Hier ist die Erzählerin. Sie reibt sich die Hände, weil sie dieses harmlose Mädchen mit groben Strichen entworfen hat und sich jetzt schon, wo die Erfindung doch gerade erst zu leben begonnen hat, darauf freut, ihr Knüppel zwischen die Beine zu werfen. (13)
Trotz einiger handwerklicher Mängel wie etwa einem schlecht gearbeiteten Zeitsprung oder einer etwas ungefügen Makrostruktur ist Hier kommt Michelle einfach nett zu lesen, aber halt auch — der Umfang verrät es ja schon — recht dünn. Der Witz ist eben schnell verbraucht, die Unterhaltung trägt auch nicht viel länger. Zum Glück hat Annette Pehnt das nicht übermäßig ausgewalzt, denn viel mehr als diesen kleinen Text gibt die Grundidee alleine wohl nicht her.

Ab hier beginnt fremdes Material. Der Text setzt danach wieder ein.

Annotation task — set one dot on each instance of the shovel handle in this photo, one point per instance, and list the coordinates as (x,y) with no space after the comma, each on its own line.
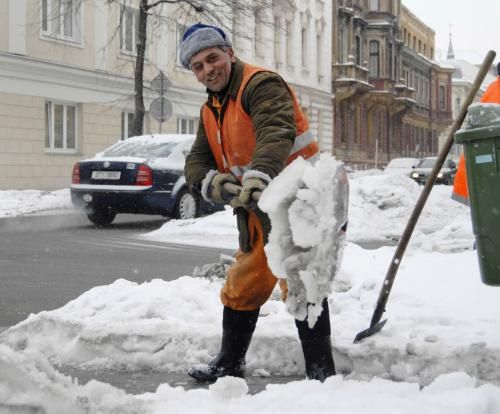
(412,221)
(235,189)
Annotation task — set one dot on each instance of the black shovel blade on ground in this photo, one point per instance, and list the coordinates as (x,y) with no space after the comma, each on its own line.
(376,325)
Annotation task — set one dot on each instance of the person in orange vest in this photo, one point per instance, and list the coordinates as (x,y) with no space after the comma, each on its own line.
(460,192)
(251,127)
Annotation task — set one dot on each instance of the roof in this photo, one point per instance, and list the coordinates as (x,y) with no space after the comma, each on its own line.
(466,71)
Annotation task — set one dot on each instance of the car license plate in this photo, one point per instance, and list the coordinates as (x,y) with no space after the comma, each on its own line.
(106,175)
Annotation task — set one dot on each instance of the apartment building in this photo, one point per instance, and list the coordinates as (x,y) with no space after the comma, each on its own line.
(391,98)
(67,75)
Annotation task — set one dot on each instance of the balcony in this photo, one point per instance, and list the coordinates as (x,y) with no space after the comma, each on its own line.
(350,80)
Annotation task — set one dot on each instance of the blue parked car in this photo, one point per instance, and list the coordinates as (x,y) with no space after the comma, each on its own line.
(140,175)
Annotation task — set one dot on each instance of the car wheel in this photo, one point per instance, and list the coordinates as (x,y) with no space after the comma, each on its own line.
(102,217)
(186,206)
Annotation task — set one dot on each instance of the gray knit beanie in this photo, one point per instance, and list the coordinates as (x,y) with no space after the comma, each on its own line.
(198,37)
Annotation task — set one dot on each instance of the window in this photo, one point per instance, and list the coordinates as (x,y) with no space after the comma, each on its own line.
(442,97)
(374,59)
(60,126)
(187,125)
(319,60)
(127,124)
(358,50)
(259,23)
(277,40)
(129,29)
(343,44)
(180,30)
(304,47)
(374,5)
(61,19)
(289,43)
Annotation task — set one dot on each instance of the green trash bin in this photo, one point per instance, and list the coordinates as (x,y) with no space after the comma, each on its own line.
(481,140)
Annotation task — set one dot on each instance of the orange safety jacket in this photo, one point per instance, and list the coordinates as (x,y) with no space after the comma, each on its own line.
(233,143)
(460,192)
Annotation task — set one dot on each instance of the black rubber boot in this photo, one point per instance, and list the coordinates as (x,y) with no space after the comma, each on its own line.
(317,346)
(237,331)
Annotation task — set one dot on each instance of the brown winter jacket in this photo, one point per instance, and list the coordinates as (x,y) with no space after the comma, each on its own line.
(275,134)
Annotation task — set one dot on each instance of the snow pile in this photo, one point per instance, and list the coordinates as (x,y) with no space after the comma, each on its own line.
(440,319)
(380,206)
(307,205)
(21,202)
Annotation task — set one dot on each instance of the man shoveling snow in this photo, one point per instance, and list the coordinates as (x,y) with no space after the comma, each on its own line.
(251,127)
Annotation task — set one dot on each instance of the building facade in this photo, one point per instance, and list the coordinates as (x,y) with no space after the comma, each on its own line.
(391,99)
(67,75)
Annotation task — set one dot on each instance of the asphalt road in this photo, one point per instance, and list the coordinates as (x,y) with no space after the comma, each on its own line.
(45,261)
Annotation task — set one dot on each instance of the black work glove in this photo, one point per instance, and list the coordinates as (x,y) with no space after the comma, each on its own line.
(213,187)
(251,185)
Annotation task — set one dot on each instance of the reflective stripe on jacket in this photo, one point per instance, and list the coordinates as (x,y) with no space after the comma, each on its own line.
(233,143)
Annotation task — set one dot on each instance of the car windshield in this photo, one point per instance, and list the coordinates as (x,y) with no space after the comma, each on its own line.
(427,163)
(141,149)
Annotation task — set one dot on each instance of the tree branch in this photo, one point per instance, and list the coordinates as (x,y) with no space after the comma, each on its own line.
(199,9)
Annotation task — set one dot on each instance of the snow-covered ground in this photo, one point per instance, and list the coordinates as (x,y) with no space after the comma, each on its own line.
(438,353)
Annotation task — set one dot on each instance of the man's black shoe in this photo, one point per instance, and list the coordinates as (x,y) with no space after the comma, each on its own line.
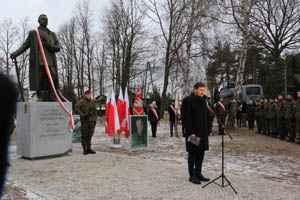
(202,178)
(91,151)
(195,180)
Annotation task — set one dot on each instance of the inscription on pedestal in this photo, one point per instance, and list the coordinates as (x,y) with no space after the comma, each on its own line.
(42,130)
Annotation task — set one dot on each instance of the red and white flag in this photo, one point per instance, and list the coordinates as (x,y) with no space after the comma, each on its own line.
(177,100)
(138,104)
(125,123)
(121,110)
(113,118)
(107,107)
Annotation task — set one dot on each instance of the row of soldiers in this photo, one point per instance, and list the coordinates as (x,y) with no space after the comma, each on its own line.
(277,117)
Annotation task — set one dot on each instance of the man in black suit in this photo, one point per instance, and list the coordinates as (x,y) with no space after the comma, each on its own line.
(196,123)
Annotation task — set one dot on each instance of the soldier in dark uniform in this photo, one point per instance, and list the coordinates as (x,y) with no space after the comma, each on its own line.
(271,116)
(280,117)
(297,115)
(88,116)
(265,114)
(38,80)
(261,116)
(220,111)
(257,116)
(172,115)
(290,118)
(275,134)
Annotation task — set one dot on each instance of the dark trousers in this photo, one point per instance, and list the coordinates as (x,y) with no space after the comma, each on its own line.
(172,125)
(153,129)
(281,127)
(251,124)
(195,161)
(87,131)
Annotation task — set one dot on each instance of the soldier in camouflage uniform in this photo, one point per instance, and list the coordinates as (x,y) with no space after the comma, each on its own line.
(257,117)
(271,116)
(265,114)
(280,120)
(88,116)
(297,115)
(220,111)
(290,118)
(261,115)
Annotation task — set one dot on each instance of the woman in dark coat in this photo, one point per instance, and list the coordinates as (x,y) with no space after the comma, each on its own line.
(195,113)
(250,110)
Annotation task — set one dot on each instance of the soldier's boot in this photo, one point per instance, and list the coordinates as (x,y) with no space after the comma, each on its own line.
(84,147)
(291,140)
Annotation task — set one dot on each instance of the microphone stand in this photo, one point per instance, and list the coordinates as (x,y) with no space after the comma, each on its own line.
(222,176)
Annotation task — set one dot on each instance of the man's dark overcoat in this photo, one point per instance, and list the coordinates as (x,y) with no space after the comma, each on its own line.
(195,114)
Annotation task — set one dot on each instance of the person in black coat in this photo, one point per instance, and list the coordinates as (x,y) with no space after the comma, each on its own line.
(244,113)
(153,117)
(172,114)
(196,124)
(250,110)
(8,101)
(239,115)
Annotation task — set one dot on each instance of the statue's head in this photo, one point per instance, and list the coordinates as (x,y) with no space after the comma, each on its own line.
(43,20)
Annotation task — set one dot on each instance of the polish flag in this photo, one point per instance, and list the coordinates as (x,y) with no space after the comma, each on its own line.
(138,104)
(113,118)
(121,110)
(125,125)
(107,107)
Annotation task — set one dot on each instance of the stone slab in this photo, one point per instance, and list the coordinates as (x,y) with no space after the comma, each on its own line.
(42,129)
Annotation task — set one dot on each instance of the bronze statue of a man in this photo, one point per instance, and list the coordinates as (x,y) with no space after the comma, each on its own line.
(38,80)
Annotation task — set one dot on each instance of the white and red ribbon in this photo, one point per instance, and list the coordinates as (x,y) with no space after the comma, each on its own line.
(51,81)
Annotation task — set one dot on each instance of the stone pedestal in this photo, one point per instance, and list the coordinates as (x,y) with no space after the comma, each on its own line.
(42,129)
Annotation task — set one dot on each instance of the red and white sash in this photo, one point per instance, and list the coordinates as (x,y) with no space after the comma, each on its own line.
(51,81)
(222,106)
(155,113)
(209,108)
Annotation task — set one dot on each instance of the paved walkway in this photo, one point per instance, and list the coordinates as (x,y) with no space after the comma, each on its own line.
(112,176)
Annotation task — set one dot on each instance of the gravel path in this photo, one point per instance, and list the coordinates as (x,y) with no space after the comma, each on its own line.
(160,172)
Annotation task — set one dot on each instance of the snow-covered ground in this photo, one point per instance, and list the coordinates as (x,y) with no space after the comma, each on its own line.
(260,167)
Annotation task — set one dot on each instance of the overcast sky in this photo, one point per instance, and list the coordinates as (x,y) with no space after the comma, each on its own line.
(58,11)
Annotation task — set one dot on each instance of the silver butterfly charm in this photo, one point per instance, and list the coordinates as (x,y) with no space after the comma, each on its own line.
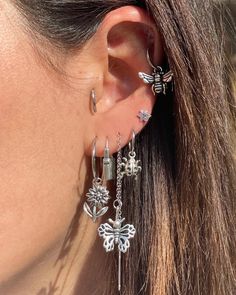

Das war auch eine wichtige Lektion: Nicht alles geht sie etwas an, es ist gut, allzu fremden oder schwierigen Zusammenhängen nicht auf den Grund zu gehen, man muss sich zurückhalten und sich auf das beschränken, was man kennt und kann, und das gilt auf jeden Fall auch für das Studium in Sommerstadt, das Michelle nun mit neuem Elan, aber auch einer Reife angeht, die sie schon am zweiten Tag befähigt, zum Junganglisten zu gehen und zu fragen, ob er sie brauchen kann. (120)
außerdem gelesen:
- Philipp Tingler: Juwelen des Schicksals. Kurze Prosa. Zürich: Kein und Aber 2005.
- Georges Bataille: Der große Zeh. Hrsg. & übers. von Valeska Bertoncini. Berlin: blauwerke 2015 (splitter 01). 80 Seiten.
- Rainer Hoffmann: Abduktionen, Aberrationen I. Bern: edition taberna kritika 2011. 57 Seiten.